創世記の「アブラハムとイサク」の逸話に因んでおり、オーウェンの詩は典礼文に対する辛辣なアイロニーとなっている[20]。オルガンを伴う児童合唱による導入部に続き、主部では合唱が「主がその昔アブラハムとその子孫とに約束したもうた・・・・・・」を、伝統的な作法どおりフーガにより歌う[108]。引き続きテノール独唱とバリトン独唱により、オーウェンの詩「老人と若者の寓話[114](The Parable of the Old man and the Young)」が歌われる。我が子を殺して生贄にするよう神に命じられたアブラハムは、イサクを縛りつけ殺そうとするが(ここで「ラッパの動機」が奏でられる[115]。)、アブラハムの強い信仰を見届けた神は天使を遣わして殺害をやめさせようとする。ここまでは創世記と同じであるが、オーウェンの詩では天使の勧告にもかかわらず、アブラハムはイサクを殺してしまう。テノール独唱とバリトン独唱が「いうならば、ヨーロッパの子孫の半ばを、ひとりずつ[114](殺したのである)・・・・・・」のフレーズを、休止を挟みながら繰り返す背後では、児童合唱が静かに「主よ、称賛の生贄と祈りを捧げ奉る」と歌うが、この部分の児童合唱は独唱よりも遅いテンポで演奏され[115]、まるで違った次元から響くように聞こえる[115]。その後、フーガの再現となるが、終始 pp 以下のデュナーミクで演奏され、最後は消えるように終わる[116]。
なお、天使がアブラハムを止めようとする場面の音楽は、自作の『カンティクル第2番「アブラハムとイサク」』作品51(1952年)の冒頭部を引用している[71]。

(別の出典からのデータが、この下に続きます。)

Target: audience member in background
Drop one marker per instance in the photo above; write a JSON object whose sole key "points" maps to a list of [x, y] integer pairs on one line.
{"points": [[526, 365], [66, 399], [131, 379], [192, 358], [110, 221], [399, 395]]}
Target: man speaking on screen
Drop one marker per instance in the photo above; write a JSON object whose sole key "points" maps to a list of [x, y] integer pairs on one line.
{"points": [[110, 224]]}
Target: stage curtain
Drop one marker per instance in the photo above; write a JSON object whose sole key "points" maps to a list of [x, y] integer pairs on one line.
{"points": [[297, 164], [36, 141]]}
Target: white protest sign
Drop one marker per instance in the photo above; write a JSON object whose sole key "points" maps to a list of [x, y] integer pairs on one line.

大きく2つに区分される[116]。前半は、ガムランを思わせる[117][注 40]金属打楽器[注 41]のトレモロに乗ったソプラノ独唱に始まる。なお、トレモロの音は最初が「嬰ヘ音」、次が「ハ音」である[120]。輝かしいファンファーレ[121]を伴った壮大な[122]「いと高き天にホザンナ」が合唱によって歌われ、その中間部にはソプラノ独唱と合唱による「ベネディクトゥス」が置かれている[122]。後半は、バリトン独唱によるオーウェンの詩「最後[123](The End)」が、神を讃える輝かしい前半と対照をなすように置かれる[121]。この詩の「生はこれらの死んだ体を蘇らせてくれるのだろうか。本当に、すべての死を取り消し、すべての涙を鎮めてくれるのだろうか。[123]」という問いかけの言葉は、オーウェンの墓碑銘にも使われている[124][注 42]。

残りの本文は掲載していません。